The Matrix digital rain implemented in raw C using ANSI escape sequences with zero dependencies—not even ncurses.
This project began over three years ago as a fork of Domsson’s unique rendition of the Matrix rain: Fakesteak. I aimed to modify the algorithm to produce a rain that resembled the original with high visual fidelity.
Unicode support in the 2022 version lacked flexibility. The charset used in the
rain had to be a single contiguous block defined by UNICODE_MIN and
UNICODE_MAX settings:
#define UNICODE_MIN 0x0021
#define UNICODE_MAX 0x007E
static inline void insert_code(matrix *mat,
size_t row, size_t col)
{
mat->code[index(mat, row, col)] = rand()
% (UNICODE_MAX - UNICODE_MIN)
+ UNICODE_MIN;
}
There was no way, for instance, to use both ASCII and Katakana at the same
time. The user had to pick one. In the new version, the user can use any number
of Unicode blocks using glyphs array. In fact, the default rain now includes
both ASCII and half-width Katakana characters:
#define UNICODE(min, max) (((uint64_t)max << 32) | min)

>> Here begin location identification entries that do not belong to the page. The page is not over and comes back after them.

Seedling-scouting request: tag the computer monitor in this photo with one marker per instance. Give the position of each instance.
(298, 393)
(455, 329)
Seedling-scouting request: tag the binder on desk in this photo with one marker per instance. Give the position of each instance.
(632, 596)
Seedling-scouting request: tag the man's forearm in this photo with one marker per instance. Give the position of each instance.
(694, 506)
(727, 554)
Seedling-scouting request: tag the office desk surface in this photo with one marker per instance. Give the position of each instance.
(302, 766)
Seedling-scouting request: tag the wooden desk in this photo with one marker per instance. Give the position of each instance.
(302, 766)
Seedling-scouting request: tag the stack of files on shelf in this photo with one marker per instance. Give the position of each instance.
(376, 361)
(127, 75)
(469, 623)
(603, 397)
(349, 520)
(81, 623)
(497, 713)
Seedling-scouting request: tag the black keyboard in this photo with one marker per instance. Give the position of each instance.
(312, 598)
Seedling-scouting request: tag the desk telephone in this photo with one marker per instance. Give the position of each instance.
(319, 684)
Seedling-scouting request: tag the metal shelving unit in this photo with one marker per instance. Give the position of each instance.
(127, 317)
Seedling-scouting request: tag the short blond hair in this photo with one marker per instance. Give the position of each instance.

static uint64_t glyphs[] = {
UNICODE(0x0021, 0x007E), /* ASCII */
UNICODE(0xFF65, 0xFF9F), /* Half-width Katakana */
};
static uint8_t glyphlen = (sizeof glyphs) / (sizeof glyphs[0]);
static inline void insert_code(matrix *mat,
size_t row, size_t col)
{
uint64_t block;
uint32_t unicode_min, unicode_max;
block = glyphs[(rand() % glyphlen)];
unicode_min = (uint32_t)block;
unicode_max = (uint32_t)(block >> 32);
mat->code[index(mat, row, col)] = rand()
% (unicode_max - unicode_min)
+ unicode_min;
}
Entries in the glyphs array are Unicode blocks bit-packed in an 8-byte
container: the four low bytes forms the first codepoint and the four high bytes
the last.
The dim afterglow of monochrome CRT displays is achieved by carefully scaling the RGB channels individually and mixing them:
#define DECAY_MPLIER 2
static inline void blend(matrix *mat,
size_t row, size_t col)
{
unsigned char *color;
color = mat->rgb[index(mat, row, col)].color;
color[R] = color[R] - (color[R] - RGB_BG_RED) / DECAY_MPLIER;
color[G] = color[G] - (color[G] - RGB_BG_GRN) / DECAY_MPLIER;
color[B] = color[B] - (color[B] - RGB_BG_BLU) / DECAY_MPLIER;
}
The blending function emulates the phosphor decay by gradually transitioning each raindrop’s color towards the background color. The multiplier is the number of passes over the rain track needed before the afterglow disappears.
Nonetheless, the rain resembles the original with high visual fidelity. It’s highly customizable and gentle on the CPU. On my 14” ThinkPad T490, which has a resolution of 1920x1080 and 4GHz CPU, it uses 2-3% of the CPU with occasional jumps of up to about 8%. Not too bad for a weekend project. The program has been tested with xterm and urxvt terminal emulators on OpenBSD and Arch Linux systems. Someone has managed to get it moving on a Raspberry Pi as well.
Lastly, to compile and run:
$ cc -O3 main.c -o matrix
$ ./matrix
“All I see is blonde, brunette, red head.”